JOHN DAY, Ore. - Grant County residents have a message for Washington and the United Nations: Leave us alone.

By about a 2-to-1 margin, voters approved measures banning the United Nations in this ranch and timber county and allowing people to cut trees on federal land without U.S. Forest Service approval. ``We intend to push the limit, push the envelope on this,'' said Dave Traylor, who helped write the measures.

Home to about 7,500 people, Grant County is a place where cowboy hats, hay farms and horse trailers are ubiquitous and the two radio stations play Christian or country music.

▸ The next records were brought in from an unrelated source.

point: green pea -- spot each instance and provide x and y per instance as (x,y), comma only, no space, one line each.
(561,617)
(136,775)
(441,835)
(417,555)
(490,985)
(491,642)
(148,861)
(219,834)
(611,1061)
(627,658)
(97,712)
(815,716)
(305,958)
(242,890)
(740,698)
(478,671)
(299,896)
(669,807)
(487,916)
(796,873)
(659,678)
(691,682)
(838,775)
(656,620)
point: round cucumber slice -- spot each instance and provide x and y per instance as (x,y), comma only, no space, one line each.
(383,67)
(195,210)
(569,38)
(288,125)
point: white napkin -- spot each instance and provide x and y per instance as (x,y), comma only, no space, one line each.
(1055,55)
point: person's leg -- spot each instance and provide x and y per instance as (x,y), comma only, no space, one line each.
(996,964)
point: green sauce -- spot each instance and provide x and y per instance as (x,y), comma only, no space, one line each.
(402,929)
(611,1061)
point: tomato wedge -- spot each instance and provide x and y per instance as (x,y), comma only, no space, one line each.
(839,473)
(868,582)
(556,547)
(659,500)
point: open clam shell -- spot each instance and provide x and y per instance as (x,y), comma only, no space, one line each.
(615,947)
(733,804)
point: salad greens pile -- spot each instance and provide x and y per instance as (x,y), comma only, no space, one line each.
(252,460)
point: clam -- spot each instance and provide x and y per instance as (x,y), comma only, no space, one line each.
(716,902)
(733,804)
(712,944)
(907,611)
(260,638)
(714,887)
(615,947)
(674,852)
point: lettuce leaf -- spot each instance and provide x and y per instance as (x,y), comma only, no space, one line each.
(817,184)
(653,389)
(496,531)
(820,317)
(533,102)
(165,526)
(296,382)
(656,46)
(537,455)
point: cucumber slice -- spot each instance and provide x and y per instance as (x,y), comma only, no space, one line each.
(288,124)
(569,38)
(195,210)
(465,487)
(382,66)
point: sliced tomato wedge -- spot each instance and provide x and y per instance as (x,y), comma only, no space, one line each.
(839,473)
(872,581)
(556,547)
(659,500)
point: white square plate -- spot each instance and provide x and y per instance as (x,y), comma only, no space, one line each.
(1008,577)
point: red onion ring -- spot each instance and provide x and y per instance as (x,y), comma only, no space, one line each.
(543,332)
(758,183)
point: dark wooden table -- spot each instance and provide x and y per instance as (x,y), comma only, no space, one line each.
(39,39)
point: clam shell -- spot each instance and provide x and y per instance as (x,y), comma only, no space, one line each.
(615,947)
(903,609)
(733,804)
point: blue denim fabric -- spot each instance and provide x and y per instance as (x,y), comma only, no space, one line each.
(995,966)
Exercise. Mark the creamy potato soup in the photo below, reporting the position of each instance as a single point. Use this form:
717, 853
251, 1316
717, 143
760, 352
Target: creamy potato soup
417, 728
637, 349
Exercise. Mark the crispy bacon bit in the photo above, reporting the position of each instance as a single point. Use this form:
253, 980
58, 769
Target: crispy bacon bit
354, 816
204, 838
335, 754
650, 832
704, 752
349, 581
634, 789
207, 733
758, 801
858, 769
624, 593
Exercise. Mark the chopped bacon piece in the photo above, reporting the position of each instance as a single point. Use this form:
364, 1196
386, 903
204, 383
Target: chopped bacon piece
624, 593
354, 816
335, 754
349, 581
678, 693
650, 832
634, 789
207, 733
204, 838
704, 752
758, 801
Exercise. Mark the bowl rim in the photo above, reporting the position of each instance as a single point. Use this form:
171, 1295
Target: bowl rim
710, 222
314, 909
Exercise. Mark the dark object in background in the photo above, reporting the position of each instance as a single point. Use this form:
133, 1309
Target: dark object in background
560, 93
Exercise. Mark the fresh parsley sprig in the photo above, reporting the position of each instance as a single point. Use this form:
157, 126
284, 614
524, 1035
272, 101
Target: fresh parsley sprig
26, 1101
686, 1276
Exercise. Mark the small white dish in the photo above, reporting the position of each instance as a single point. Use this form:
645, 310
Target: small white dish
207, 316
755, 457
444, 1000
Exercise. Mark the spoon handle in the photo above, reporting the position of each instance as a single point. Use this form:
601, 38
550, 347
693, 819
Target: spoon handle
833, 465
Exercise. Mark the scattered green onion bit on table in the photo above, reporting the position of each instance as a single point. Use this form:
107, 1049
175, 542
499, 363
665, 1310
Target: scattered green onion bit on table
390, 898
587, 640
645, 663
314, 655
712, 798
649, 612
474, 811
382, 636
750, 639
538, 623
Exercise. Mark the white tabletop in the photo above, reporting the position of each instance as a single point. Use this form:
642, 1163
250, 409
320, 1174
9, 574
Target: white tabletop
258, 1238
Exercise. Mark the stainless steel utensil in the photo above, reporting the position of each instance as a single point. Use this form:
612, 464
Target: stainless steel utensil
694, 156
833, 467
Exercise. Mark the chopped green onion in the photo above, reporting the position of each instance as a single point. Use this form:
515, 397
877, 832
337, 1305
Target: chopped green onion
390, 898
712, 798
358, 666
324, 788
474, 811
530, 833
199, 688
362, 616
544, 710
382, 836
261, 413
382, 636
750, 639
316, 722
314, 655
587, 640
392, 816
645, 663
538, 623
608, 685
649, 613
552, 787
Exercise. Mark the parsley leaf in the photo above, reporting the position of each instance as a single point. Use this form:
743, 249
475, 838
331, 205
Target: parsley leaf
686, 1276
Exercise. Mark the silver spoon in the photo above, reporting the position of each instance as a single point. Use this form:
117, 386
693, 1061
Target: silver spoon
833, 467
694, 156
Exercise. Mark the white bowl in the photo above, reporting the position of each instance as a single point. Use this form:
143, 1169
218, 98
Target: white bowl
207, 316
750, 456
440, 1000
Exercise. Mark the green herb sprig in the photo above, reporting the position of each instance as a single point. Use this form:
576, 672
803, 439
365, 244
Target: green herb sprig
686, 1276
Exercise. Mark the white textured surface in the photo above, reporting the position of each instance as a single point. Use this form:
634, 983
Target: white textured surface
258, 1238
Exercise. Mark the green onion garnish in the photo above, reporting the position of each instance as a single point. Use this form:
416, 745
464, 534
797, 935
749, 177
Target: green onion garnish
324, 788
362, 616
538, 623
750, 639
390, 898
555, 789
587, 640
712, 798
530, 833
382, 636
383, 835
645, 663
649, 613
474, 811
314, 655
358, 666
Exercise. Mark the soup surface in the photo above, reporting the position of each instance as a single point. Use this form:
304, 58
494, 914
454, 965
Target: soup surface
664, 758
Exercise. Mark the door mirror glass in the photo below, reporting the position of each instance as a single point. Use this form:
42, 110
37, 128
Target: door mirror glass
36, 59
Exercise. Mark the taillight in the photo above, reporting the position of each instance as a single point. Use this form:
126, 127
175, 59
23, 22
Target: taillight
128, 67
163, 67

More than 60 percent of the land - about the size of Connecticut - is managed by the federal government. The 13.5 percent jobless rate is second-highest in Oregon.

The first measure says the United Nations wants to take away people's guns, seize private property, control the education of children and establish ``one world religion-Pantheism [and] world taxation.''

Signs declaring the county a ``UN- free zone'' are going up.

``The U.N. scares me. If anything ever got bad, we could have foreigners here controlling us,'' said John Day painter and muralist Patricia Ross, 55.

Bud Trowbridge, whose family settled John Day in 1862, said he's ready to use force to protect property from the United Nations: ``We're trying to avoid a fight. But we still got our guns.''

Backers of the measures blame federal timber policies and environmental restrictions for keeping them off lands that had given them jobs as loggers, mill workers and ranchers.